« Les discussions, c’est toujours de la m…, vous savez »

 

Quand vous prenez quelque chose d’ordinaire pour du remarquable, ça affecte le contenu de l’idée, pas simplement des trucs formels. C’est pour ça que vous avez tout le temps des livres dont vous vous dites, et je ne sais pas si vous aussi, vous faites cette expérience : ça ne va pas, c’est enfantin. On aurait de la peine à dire en quoi c’est faux. Non, ce n’est pas faux, c’est rien. Alors que le type a l’air de trouver que ses idées sont formidables. Et là ce n’est pas le lieu d’une discussion. C’est pour ça que les discussions, c’est toujours de la merde, vous savez. Je ne peux pas dire à quelqu’un : « voilà pourquoi ton idée n’est pas fameuse », c’est impossible à dire. Simplement, c’est ça qu’on a dans la tête, le monde des idées toutes faites, soit des idées collectives, soit des idées mêmes personnelles. Il y a des idées toutes faites qui sont pourtant rien qu’à moi, qui sont faciles.
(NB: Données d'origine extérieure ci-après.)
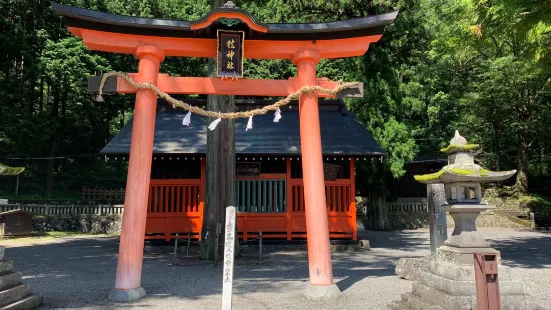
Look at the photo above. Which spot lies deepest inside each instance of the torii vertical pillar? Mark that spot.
(317, 229)
(129, 267)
À la rigueur, je peux les dire dans la conversation, mais si ça passe par l’épreuve d’écrire, je me dis : mais enfin, qu’est-ce que c’est que ça ? Qu’est ce que je suis en train de dire ? Est-ce que ça vaut la peine de l’écrire ? Si on se demande beaucoup ça, je ne dis pas qu’on réussit, on se trompe comme tout le monde, mais déjà moins souvent. Il faut avoir des questions d’urgence.